In 1850 medical science had progressed into a forty-year time window when anesthesia made abortions painless, but Pasteur had still not identified bacteria, and Lister had not devised a way to cope with them. Abortions, common in ancient Greece but forbidden by Hippocrates, suddenly were widely demanded by 19th Century women in a situation when their judgment was vulnerable. Abortions were easy to do, all right, but women died like flies from the resulting infections, and the American Medical Association was distraught about it. The Oath of Hippocrates was brought forward to emphasize its prohibition of abortion, and the performance was made unethical for a member of the Association, sufficient cause to warrant expulsion. When that proved inadequate, the delegates agreed to go to their local state legislatures and seek legislation prohibiting the performance of abortion by anyone, member or non-member of the Association. These laws were quickly passed, and it was the Texas version which was overturned by Roe v. Wade as an unconstitutional denial of privacy. Roe was a pseudonym for the patient, and Wade was then Attorney General of Texas, the officer charged with enforcing Texas law. By 1900 abortions became both easy and safe for the mother, and by 1911 the AMA had reversed its position. The scientific surgical situation is well illustrated by a later famous painting about Philadelphia surgery by Thomas Eakins, the Agnew Clinic, in which the surgical team is portrayed in its modern costume of sterile gowns and rubber gloves. But it didn't matter, since by that time various churches had hardened their doctrines. Religious leaders and their constituent politicians simply no longer cared what the medical profession thought about it. For at least the following century, ideological combatants were plainly only interested in whether physician opinion might advance one side or the other of their argument with useful official statements. Our real position, if anyone cares, is that we started out seeking protection for the safety of the mother, but the issue got twisted by others into disputes about the welfare of the unborn fetus.

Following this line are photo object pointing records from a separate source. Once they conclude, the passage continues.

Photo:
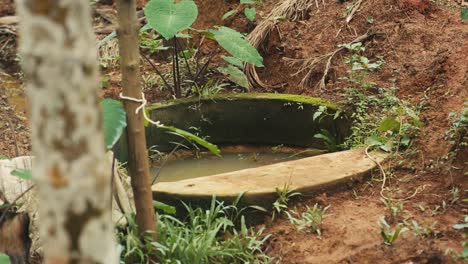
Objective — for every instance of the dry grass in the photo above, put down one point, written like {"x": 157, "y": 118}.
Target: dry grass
{"x": 292, "y": 10}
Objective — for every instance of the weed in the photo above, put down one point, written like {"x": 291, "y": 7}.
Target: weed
{"x": 423, "y": 231}
{"x": 389, "y": 236}
{"x": 210, "y": 88}
{"x": 310, "y": 220}
{"x": 394, "y": 207}
{"x": 457, "y": 134}
{"x": 281, "y": 204}
{"x": 206, "y": 236}
{"x": 151, "y": 42}
{"x": 462, "y": 226}
{"x": 329, "y": 140}
{"x": 380, "y": 117}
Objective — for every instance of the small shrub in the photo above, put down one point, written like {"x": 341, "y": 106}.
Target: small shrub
{"x": 281, "y": 204}
{"x": 206, "y": 236}
{"x": 310, "y": 220}
{"x": 389, "y": 236}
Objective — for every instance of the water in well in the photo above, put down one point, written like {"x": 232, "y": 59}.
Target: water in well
{"x": 193, "y": 167}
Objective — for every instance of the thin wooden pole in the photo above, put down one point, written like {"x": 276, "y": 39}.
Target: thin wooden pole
{"x": 138, "y": 161}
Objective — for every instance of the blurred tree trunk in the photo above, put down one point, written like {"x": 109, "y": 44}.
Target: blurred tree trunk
{"x": 138, "y": 161}
{"x": 71, "y": 172}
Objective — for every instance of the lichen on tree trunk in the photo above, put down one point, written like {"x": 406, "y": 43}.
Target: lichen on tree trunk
{"x": 59, "y": 59}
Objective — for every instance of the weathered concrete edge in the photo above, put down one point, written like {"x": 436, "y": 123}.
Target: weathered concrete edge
{"x": 251, "y": 96}
{"x": 266, "y": 198}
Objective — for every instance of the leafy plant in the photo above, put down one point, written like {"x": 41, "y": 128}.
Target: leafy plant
{"x": 462, "y": 226}
{"x": 310, "y": 220}
{"x": 457, "y": 134}
{"x": 388, "y": 234}
{"x": 191, "y": 137}
{"x": 394, "y": 207}
{"x": 381, "y": 119}
{"x": 328, "y": 138}
{"x": 205, "y": 236}
{"x": 235, "y": 75}
{"x": 284, "y": 196}
{"x": 210, "y": 88}
{"x": 237, "y": 45}
{"x": 169, "y": 18}
{"x": 423, "y": 231}
{"x": 4, "y": 259}
{"x": 152, "y": 43}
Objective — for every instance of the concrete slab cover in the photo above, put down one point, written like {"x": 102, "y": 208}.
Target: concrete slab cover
{"x": 259, "y": 184}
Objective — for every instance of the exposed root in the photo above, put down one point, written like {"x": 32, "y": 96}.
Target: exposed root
{"x": 7, "y": 42}
{"x": 289, "y": 9}
{"x": 309, "y": 65}
{"x": 384, "y": 180}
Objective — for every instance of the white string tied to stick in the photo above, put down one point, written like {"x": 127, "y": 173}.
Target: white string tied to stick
{"x": 143, "y": 103}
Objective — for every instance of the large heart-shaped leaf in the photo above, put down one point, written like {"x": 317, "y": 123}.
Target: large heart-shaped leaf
{"x": 236, "y": 44}
{"x": 169, "y": 18}
{"x": 114, "y": 119}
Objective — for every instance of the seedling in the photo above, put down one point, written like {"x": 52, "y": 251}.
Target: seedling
{"x": 394, "y": 207}
{"x": 310, "y": 220}
{"x": 284, "y": 195}
{"x": 423, "y": 231}
{"x": 388, "y": 234}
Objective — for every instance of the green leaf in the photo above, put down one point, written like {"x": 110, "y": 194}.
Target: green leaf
{"x": 4, "y": 259}
{"x": 234, "y": 61}
{"x": 114, "y": 121}
{"x": 250, "y": 13}
{"x": 189, "y": 136}
{"x": 164, "y": 207}
{"x": 236, "y": 44}
{"x": 169, "y": 18}
{"x": 389, "y": 123}
{"x": 235, "y": 75}
{"x": 464, "y": 13}
{"x": 229, "y": 14}
{"x": 113, "y": 34}
{"x": 405, "y": 141}
{"x": 23, "y": 174}
{"x": 376, "y": 140}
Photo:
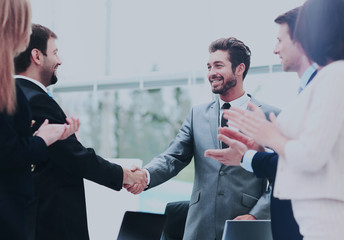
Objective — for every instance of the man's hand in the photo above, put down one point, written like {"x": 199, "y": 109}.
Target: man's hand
{"x": 134, "y": 180}
{"x": 245, "y": 217}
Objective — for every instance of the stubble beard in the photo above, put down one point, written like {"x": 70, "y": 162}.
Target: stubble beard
{"x": 226, "y": 87}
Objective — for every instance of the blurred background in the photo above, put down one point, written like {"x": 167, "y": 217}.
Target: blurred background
{"x": 132, "y": 70}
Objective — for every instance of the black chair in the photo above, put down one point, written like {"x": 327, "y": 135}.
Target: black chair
{"x": 176, "y": 217}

Since this is the case, there plainly may be reason for state legislatures to reconsider the state laws they passed in the 19th Century, during that forty-year window of time when the scientific facts were in transition. But when a leap is made by the appointed referees of the federal government to overturn state laws, even about a basically medical issue, there has to be some legal reason to intervene; a medical reason somehow doesn't count. Justice Blackmun's discovery of an unnoticed right to "privacy" in the Constitution, where the word does not appear, is just too hard for us non-lawyers to deal with. Suppose we leave the fine points of the Bill of Rights to those constitutional lawyers. What's at stake here, among other things of course, is whether the Federal Courts are justified in overturning well-intentioned state laws which had served well for at least fifty years -- simply out of impatience with the sluggishness and political timidness of state legislatures to revise obsolete laws. That's unbalancing the Constitution for comparatively minor cause. Even major cause is something we have agreed to adjust in other ways, by amendment, not judicial opinion. And that's my opinion, having comparatively little to do with abortion.